Mi gran sorpresa del año

noviembre 12, 2011 | | |

Veronica Fernandez

Foto: Caridad

En el mes de octubre del año en curso me correspondía renovar mi licencia de conducción.

Cada localidad de la isla de Cuba tiene asignado un lugar par realizar estos trámites y a mí me tocó hacer mi exámen teórico para después realizar el práctico, en la rotonda de Guanabacoa (pueblo situado al este de la Habana).

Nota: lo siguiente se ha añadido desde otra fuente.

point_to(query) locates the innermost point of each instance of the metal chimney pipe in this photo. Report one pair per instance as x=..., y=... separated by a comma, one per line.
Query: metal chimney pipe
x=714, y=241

En aquella ocasión, hace unos doce años, tuve que ir en tres ocasiones y por poco tengo que acudir una cuarta vez, pues por muy temprano que me levantara las colas eran interminables y existían personas que se quedaban a dormir para marcarle a otros, había hasta que pagar para tener la posibilidad de obtener algún turno para poder hacer las pruebas, ya que daban pocos y estaban invadidos por los más hábiles o más poderosos.

Desde el mes de agosto me percaté que dentro de poco estaba obligada a acudir a este infame lugar de nuevo en mi vida, pues había hecho un rechazo extremo a retornar a aquel sitio. En mi mente se mantenía la nefasta idea de cuantas vicisitudes pasé para lograr obtener mi licencia de moto.

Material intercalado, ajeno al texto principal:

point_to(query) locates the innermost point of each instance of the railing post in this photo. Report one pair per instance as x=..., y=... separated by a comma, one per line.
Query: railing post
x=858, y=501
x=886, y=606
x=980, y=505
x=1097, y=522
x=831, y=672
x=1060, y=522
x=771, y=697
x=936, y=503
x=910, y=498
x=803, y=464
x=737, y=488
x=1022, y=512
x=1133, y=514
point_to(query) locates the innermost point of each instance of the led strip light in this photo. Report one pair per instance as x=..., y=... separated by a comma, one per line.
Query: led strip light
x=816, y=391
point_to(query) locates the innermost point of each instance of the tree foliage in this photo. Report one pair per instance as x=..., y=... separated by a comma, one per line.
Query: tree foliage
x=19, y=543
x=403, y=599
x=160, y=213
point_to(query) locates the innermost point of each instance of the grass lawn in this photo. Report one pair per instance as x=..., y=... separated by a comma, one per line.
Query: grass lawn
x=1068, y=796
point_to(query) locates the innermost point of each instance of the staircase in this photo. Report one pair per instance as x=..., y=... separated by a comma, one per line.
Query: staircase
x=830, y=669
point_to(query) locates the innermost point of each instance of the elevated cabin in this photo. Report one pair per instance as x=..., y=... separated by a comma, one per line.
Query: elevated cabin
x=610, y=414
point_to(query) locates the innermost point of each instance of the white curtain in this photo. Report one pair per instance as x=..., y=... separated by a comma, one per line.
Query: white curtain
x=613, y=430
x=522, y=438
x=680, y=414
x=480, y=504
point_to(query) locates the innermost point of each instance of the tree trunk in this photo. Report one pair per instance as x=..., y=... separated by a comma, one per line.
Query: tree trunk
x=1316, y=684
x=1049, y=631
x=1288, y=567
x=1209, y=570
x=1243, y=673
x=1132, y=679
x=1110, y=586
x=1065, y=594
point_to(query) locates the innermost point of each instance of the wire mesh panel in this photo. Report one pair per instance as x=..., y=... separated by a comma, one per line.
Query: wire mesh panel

Este vehículo me fue asignado para trabajar y por supuesto, hasta que tuviera en mis manos esa licencia de conducción no se me permitiría utilizarlo. El comportamiento de mi jefe era correcto, lo que no era correcto era el tormento por el que transité, pues en ese lugar yo no tenía conocidos y mucho menos dinero para sobornar a ninguna persona para que me hiciera la cola ni obtener el aprobado sin mi esfuerzo propio. Por suerte, en el tercer intento, contra viento y marea, logré el triunfo.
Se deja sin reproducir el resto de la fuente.